The East Coast Greenway is a developing trail that will one day wind its way from northern Maine to Key West, Florida, linking all the major cities of the eastern seaboard on safe, traffic-free paths. Parts of that trail are already established, including Maine’s Eastern Trail, which currently spans a scenic 65-mile signed bike route from the Piscataqua River in Kittery northward to Casco Bay in South Portland. The Eastern Trail Alliance’s maps are geo-tagged with various points of interest, allowing users to plan where on their cycling trips they’ll pause to take in vistas or stop for a bite to eat. Though some of the trail is on paved road, off-road sections are plentiful and expanding annually. The most kid-friendly section of the trail is this 8.4-mile off-road stretch from Scarborough to Saco. While street crossings along the trail are well marked with crosswalks and ample signage, take extra caution: many cars and trucks speed along these backcountry roads and aren’t prepared to stop quickly for crossing bikers and pedestrians. Prior to setting off on the trail, warn your children about the road crossings and set expectations for crossing together as a group once adults have determined it is safe to do so.

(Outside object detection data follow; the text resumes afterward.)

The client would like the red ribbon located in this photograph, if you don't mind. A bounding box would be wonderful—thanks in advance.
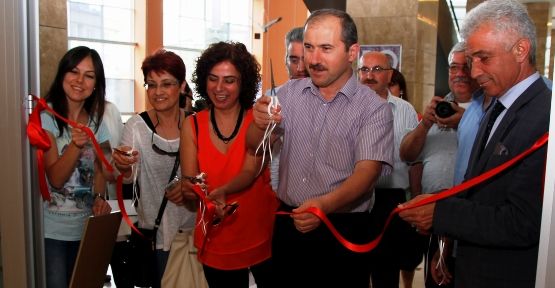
[27,95,143,236]
[277,133,549,253]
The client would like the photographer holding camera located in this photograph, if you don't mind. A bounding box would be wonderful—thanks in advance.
[400,42,479,287]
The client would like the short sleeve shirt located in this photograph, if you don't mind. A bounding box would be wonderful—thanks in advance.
[277,74,393,212]
[41,112,110,241]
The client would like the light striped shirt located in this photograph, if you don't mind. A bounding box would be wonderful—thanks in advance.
[376,91,418,189]
[277,75,393,212]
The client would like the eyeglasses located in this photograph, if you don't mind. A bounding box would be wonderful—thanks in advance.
[358,66,393,75]
[212,201,239,226]
[150,130,179,157]
[143,81,178,91]
[449,64,470,74]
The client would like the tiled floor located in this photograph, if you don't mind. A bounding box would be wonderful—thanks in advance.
[103,263,424,288]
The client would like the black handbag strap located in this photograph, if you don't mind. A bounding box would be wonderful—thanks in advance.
[154,155,179,230]
[139,111,181,232]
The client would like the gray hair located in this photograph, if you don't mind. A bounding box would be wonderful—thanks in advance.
[461,0,537,65]
[447,41,466,65]
[285,27,304,49]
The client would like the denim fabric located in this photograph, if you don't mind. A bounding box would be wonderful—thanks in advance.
[44,238,80,288]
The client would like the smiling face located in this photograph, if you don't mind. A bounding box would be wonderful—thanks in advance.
[146,71,185,111]
[206,61,241,109]
[465,24,530,97]
[304,16,359,97]
[62,56,96,102]
[285,41,308,79]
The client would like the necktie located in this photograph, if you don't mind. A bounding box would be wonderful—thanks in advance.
[480,101,505,151]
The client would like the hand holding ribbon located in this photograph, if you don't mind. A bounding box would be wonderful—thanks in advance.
[276,133,549,253]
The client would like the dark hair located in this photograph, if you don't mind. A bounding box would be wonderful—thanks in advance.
[305,9,358,51]
[389,69,409,100]
[193,42,260,109]
[179,81,193,108]
[285,27,304,49]
[44,46,106,137]
[141,49,185,85]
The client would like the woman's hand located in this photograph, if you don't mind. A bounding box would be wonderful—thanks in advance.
[206,188,226,218]
[181,177,198,211]
[165,178,185,206]
[70,127,90,149]
[112,146,139,176]
[92,194,112,216]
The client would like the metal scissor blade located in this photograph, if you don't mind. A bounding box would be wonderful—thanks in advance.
[270,59,276,96]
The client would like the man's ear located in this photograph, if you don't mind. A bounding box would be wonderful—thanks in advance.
[347,43,360,63]
[513,38,532,62]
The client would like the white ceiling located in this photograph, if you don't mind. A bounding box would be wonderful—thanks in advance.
[447,0,555,33]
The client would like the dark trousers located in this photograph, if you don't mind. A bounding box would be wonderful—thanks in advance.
[203,260,272,288]
[425,235,455,288]
[272,205,375,288]
[371,188,427,288]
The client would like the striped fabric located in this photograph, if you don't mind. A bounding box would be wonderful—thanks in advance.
[376,93,418,190]
[278,75,393,212]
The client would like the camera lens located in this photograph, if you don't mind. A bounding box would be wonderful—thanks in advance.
[436,101,455,118]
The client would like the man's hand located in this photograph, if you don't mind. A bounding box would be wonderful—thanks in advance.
[436,102,465,129]
[252,96,281,130]
[399,194,436,234]
[291,198,326,233]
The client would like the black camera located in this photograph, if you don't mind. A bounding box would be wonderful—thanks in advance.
[435,101,456,118]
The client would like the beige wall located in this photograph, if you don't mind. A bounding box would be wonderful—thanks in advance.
[347,0,438,112]
[525,2,551,74]
[260,0,309,92]
[39,0,68,97]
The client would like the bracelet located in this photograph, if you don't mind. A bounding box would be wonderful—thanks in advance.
[93,193,106,201]
[71,140,85,149]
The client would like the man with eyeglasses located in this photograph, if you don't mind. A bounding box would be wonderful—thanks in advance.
[400,42,478,287]
[400,0,551,288]
[358,51,422,288]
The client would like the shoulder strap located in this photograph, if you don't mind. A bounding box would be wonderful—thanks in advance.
[154,152,179,230]
[139,111,156,133]
[193,113,198,151]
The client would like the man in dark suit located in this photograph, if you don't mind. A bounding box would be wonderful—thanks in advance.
[400,0,551,288]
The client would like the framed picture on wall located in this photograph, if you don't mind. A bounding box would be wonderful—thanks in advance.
[358,44,402,71]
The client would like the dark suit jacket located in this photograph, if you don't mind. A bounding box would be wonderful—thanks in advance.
[433,79,551,288]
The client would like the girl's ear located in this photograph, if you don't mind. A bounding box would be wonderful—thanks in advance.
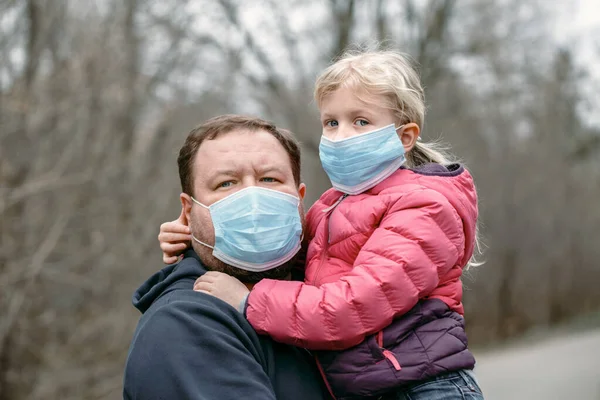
[398,122,421,153]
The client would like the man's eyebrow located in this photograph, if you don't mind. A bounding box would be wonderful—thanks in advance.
[212,169,236,176]
[259,165,285,174]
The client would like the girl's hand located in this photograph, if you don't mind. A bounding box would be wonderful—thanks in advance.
[194,271,250,310]
[158,210,192,264]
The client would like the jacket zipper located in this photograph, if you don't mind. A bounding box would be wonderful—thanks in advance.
[377,331,402,371]
[312,194,348,286]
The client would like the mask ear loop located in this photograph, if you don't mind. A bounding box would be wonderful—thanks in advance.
[190,196,215,250]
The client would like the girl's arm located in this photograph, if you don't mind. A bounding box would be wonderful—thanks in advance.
[246,189,465,350]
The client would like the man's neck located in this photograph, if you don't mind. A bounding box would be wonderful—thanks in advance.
[242,272,292,290]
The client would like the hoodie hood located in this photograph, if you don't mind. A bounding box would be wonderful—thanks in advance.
[132,249,206,314]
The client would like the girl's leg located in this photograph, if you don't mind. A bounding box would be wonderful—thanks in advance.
[382,370,483,400]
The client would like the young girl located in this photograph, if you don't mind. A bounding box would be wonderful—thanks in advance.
[161,51,483,399]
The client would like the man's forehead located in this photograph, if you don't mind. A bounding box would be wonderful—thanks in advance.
[196,130,292,174]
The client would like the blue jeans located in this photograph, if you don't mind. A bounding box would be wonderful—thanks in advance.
[380,370,483,400]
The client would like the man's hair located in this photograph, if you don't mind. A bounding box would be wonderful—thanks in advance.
[177,115,300,196]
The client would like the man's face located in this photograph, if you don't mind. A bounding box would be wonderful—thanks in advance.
[181,130,306,281]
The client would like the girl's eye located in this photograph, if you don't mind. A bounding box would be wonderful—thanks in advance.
[217,181,233,189]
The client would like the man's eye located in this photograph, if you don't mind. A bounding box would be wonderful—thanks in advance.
[217,181,233,188]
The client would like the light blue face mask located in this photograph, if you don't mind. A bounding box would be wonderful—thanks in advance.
[192,186,302,272]
[319,124,406,194]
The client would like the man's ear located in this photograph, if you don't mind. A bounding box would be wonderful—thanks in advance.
[298,183,306,201]
[398,122,421,153]
[179,193,194,226]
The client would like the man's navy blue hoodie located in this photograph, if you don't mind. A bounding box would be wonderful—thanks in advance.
[123,250,326,400]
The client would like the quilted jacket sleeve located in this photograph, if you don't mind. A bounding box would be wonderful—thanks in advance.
[246,189,465,350]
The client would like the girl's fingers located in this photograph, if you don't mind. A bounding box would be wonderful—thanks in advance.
[158,232,192,243]
[176,207,189,227]
[160,243,187,256]
[194,281,212,293]
[160,221,190,233]
[163,255,179,264]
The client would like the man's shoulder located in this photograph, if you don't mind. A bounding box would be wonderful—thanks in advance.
[134,289,256,344]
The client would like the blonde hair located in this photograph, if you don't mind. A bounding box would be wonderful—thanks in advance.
[314,50,483,269]
[314,50,455,168]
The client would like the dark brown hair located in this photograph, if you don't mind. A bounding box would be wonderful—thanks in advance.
[177,115,300,196]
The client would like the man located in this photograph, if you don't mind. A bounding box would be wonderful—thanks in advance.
[123,116,325,400]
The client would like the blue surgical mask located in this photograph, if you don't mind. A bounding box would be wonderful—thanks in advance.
[319,124,406,195]
[192,186,302,272]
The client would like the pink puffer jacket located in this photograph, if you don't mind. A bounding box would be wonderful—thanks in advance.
[246,164,477,350]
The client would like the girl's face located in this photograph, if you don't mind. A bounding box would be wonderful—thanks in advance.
[320,87,397,140]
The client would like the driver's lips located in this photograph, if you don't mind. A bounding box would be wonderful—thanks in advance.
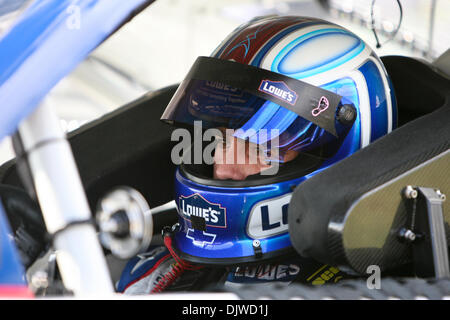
[214,137,298,180]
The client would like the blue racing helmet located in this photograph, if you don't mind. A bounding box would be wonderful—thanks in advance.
[161,16,397,265]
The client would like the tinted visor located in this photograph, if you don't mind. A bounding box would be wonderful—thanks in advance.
[161,57,348,161]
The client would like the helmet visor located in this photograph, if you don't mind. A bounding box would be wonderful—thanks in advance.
[161,57,352,160]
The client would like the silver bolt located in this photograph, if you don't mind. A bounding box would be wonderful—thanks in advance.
[436,190,447,201]
[404,186,417,199]
[399,229,416,242]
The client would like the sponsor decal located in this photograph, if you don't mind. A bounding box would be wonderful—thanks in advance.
[247,193,292,239]
[311,96,330,117]
[228,263,300,282]
[178,193,227,228]
[258,80,298,105]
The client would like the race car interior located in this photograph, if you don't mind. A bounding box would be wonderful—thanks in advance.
[0,52,450,292]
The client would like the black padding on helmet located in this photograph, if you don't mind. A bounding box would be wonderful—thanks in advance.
[289,56,450,265]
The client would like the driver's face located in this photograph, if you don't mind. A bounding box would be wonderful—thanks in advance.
[214,129,298,180]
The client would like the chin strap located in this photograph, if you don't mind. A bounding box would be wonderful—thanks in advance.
[151,228,203,293]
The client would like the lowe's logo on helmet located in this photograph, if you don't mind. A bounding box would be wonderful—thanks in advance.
[247,193,292,239]
[178,193,226,228]
[258,80,297,105]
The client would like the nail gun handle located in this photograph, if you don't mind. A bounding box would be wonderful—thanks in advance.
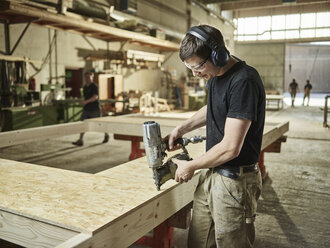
[164,138,183,150]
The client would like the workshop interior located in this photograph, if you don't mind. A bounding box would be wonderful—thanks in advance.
[0,0,330,248]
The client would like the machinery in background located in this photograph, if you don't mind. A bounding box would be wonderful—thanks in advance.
[143,121,206,190]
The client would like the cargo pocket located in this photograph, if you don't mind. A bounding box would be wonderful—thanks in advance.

A kiosk near the Scarborough trailhead provides information about the trail system, as well as tips for good trail etiquette. The wide trail is primarily composed of compacted, crushed gravel, which makes for pleasant, easy riding terrain. In the late 1800s, this surprisingly straight trail was a rail corridor for the Eastern Railroad that connected Maine with Boston. Since the rail line was removed at the end of World War II, this old corridor became overgrown and forgotten before it became a natural gas corridor and, more recently, a celebrated recreation trail.

The first mile of trail cuts through mixed forest before opening onto the 2,700-acre Scarborough Marsh (see Trip 1), Maine’s largest salt marsh and home to abundant bird species and other wildlife. A wide, modern bridge leads over the water and continues through the marsh before crossing Pine Point Road and ducking back into the woods.

The trail continues through mixed forest dotted with occasional benches along the way. At approximately 7.0 miles, the trail crosses over US 1 via the John Andrews Bridge. Soon thereafter, it turns sharply to the left (south) and leads through an I-195 underpass. Access to and from the underpass is relatively steep, and children may need to dismount and walk their bicycles through this short section. The trail straightens again before ending in Saco at Thornton Academy (8.4 miles), which is near the former Portland airport where Charles Lindbergh frequently landed. To return to the Scarborough trailhead off Eastern Road, turn around here.

Plan B:

Another popular segment of the Eastern Trail is the 5.7-mile section from Bug Light Park in Portland to Highland Avenue in South Portland (also known as the South Portland Greenbelt). This trail offers a more urban route, some of which is on asphalt.

Where to Eat Nearby:

Both Scarborough and Saco offer plenty of dining options. In Scarborough, look for markets and restaurants along US 1. In Saco, Main Street offers many dining options, as well as a historic walking tour.